Camille (Makita Samba) is a cocky, 30-something grad student who answers Emilie’s (Lucie Zhang) ad looking for a roommate. Initially confusing him as a woman, Emilie entertains Camille’s bravado and confidence. When asked about his sexuality, Camille provides his maxim: “fuck first, ask later.” The two move in and engage in some deeply convincing romps, with Emilie warning Camille not to fall in love with her. It’s Emilie who ends up having unreciprocated feelings for Camille, who refuses to commit to her in any meaningful way. The tension that this creates eventually forces Camille out of Emilie’s life. Time passes and Emilie finds some modicum of self–discovery when losing her dead-end call center job, while Camille takes on a job at a real estate firm. A secondary narrative involving Nora (Noémie Merlant) , a law student who gets confused for a sex worker, ends up working with Camille. After a warming out process, the two end up as something of a couple. But in this situation, it’s Camille who finds himself craving something greater than the intimacy that Nora (doesn’t) provide. And in that hollowness, he finds himself returning to Emilie, not so much out of despair but out of recognition of the pain he put her through.
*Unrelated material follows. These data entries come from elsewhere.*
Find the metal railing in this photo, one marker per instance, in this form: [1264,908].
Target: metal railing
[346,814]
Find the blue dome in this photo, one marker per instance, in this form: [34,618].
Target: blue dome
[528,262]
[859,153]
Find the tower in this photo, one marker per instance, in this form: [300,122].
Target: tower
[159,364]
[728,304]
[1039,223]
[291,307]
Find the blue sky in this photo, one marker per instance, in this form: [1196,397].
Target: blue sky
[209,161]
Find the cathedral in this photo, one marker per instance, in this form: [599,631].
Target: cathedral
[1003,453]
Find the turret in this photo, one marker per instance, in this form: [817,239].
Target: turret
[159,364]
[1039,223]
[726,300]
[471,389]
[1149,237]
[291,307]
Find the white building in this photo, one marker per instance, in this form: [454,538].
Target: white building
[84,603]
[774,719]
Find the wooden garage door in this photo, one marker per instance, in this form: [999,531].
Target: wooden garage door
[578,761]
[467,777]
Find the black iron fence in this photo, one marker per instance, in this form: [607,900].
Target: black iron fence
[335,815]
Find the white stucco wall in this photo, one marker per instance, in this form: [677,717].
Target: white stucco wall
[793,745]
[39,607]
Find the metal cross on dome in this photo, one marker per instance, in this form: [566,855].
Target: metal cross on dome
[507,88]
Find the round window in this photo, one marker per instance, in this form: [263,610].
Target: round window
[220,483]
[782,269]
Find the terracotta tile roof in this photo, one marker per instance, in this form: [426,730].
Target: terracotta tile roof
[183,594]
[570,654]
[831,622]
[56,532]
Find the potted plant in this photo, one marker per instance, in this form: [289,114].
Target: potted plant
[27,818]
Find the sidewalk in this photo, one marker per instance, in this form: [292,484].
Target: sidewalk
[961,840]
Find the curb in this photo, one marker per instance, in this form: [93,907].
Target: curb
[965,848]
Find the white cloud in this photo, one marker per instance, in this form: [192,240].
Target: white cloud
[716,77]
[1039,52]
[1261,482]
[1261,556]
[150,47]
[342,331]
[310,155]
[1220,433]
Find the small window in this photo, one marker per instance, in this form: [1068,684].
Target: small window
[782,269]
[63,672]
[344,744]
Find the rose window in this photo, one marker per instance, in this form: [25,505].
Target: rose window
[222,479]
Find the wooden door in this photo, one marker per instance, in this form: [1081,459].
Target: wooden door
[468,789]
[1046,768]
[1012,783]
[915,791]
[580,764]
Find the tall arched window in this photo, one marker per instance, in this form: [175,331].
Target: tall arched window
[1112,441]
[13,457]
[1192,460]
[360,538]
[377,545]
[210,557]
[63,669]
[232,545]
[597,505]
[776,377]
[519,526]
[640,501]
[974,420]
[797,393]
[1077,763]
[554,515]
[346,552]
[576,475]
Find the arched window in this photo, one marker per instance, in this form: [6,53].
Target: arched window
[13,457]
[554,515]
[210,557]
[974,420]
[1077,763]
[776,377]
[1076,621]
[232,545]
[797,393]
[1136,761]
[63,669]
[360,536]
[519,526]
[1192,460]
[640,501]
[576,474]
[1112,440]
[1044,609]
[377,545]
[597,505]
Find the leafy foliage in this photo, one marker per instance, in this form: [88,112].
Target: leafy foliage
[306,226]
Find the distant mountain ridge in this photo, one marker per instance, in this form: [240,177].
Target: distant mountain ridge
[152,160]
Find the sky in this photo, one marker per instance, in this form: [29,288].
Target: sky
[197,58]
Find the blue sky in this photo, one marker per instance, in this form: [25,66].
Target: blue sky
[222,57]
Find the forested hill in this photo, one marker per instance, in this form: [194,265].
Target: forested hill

Paul Guilhaume’s stark black and white photography and Jacques Audiard’s percussive filmmaking gives Paris, 13th District an effortless grace. It mirrors a lot of the breezy aesthetic sensibilities of other similar-minded films like Noah Baumbach’s Frances Ha and, more recently, Joachim Trier’s The Worst Person in the World. Paris doesn’t quite offer the same measure of millennial insight that those films suggested, but the diverse cast and more-focused examination of sexuality does give it its own unique edge. While the film meanders and loses the thread numerous times throughout its runtime, Audiard’s capacity to provoke strong performances from his actors remains a constant. He’s not the flashiest of filmmakers and has a penchant for simple emotional crescendos, but his spell works on me. And for a film to examine this particular brand of millennial sexual angst, I found it to be compelling in how palatable he makes it.